In the "How random forests work" section, it is written that:
When the training set for the current tree is drawn by sampling with replacement, about one-third of the cases are left out of the sample. This oob (out-of-bag) data is used to get a running unbiased estimate of the classification error as trees are added to the forest
I am unable to understand if the one-third of the cases (out-of-bag samples size) is:
- an arbitrary value defined in the algorithm
- an estimate (e.g. on average, sampling with replacement will leave out one-third of the cases)
or something else.
Best Answer
It comes from the construction of a bootstrap sample: you're sampling $n$ observations with replacement to a sample size of $n$. The probability that an observation is omitted is $(1-\frac{1}{n})^n.$* Now consider the definition of $\exp(-1)=\lim \limits_{n\to\infty}(1-\frac{1}{n})^n$ and observe that $\exp(-1)=0.3678...\approx\frac{1}{3}.$
*To verify this, I will define the probability space of the bootstrap: $\Omega=\{x_1, x_2, x_3, \dots, x_n\}$ where each $x_{i\in I=\{i\in\mathbb{N}:i\le n\}}$ is an observation, $\mathcal{F}=2^\Omega$. We will denote the boostrap sample as $B$. Note that we can take this $\sigma$-field $\mathcal{F}$ because we must have a finite number of observations. Collecting our bootstrap sample one observation at a time, our event of interest $E$ occurs when some observation $x_i$ is selected for the bootstrap sample, and we must define a probability measure for it. That is, $P(E)=P(\{x_i \in B\})$.

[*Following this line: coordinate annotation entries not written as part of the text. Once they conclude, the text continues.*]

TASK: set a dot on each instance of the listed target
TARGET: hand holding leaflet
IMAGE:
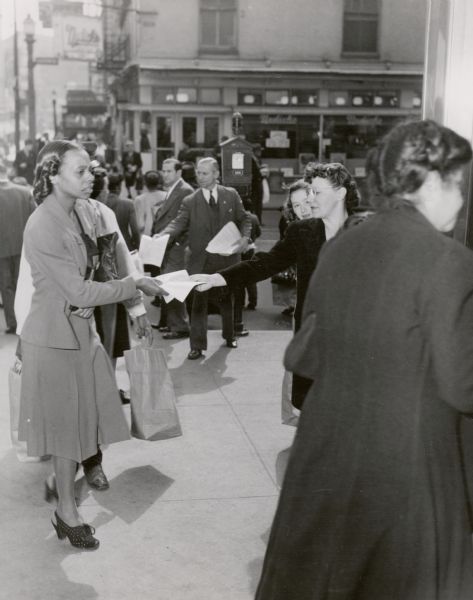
(152, 249)
(226, 242)
(178, 285)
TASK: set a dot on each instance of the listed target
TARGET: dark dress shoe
(124, 396)
(243, 333)
(175, 335)
(96, 478)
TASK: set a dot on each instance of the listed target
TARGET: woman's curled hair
(411, 149)
(48, 163)
(339, 176)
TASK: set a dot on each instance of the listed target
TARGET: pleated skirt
(69, 398)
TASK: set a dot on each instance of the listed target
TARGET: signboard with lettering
(80, 37)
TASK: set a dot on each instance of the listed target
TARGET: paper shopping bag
(152, 398)
(14, 389)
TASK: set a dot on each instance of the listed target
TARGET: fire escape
(115, 42)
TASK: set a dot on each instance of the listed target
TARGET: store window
(277, 97)
(189, 131)
(351, 136)
(210, 96)
(186, 96)
(218, 20)
(211, 130)
(250, 97)
(163, 95)
(304, 97)
(283, 136)
(360, 27)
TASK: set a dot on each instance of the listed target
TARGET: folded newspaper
(177, 285)
(226, 242)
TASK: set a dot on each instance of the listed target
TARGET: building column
(448, 85)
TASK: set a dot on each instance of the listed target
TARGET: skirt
(69, 398)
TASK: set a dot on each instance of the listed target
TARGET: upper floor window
(218, 25)
(360, 27)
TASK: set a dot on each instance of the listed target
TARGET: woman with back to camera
(334, 196)
(373, 506)
(69, 398)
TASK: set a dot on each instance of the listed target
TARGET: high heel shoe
(80, 536)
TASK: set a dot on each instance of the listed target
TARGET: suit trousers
(199, 316)
(9, 270)
(175, 313)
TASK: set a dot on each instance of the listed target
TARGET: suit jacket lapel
(166, 205)
(222, 203)
(203, 209)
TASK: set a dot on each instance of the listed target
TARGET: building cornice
(269, 67)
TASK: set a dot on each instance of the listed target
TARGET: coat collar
(166, 205)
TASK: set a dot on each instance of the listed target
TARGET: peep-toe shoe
(80, 536)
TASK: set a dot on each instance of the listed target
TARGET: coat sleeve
(264, 264)
(448, 327)
(53, 258)
(134, 229)
(242, 218)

We can think of drawing a bootstrap sample as an experiment where there are $n$ trials. Each trial is selecting one of our observations uniformly at random with replacement, so it will either include $x_i$ with probability $P(E)=\frac{|E|}{|\Omega|}=\frac{1}{n},$ or exclude $x_i$ with probability $P(E^c)=\frac{|\Omega|-|E|}{|\Omega|}=1-\frac{1}{n}.$ Our probability space $(\Omega, \mathcal{F}, P)$ is now completely defined. The experiment we're performing has $n$ trials, so the probability that $x_i$ is omitted from all of them is $(\bigcup_{i=1}^n P(E))^c=\bigcap_{i=1}^n P(E^c)=(1-\frac{1}{n})^n$.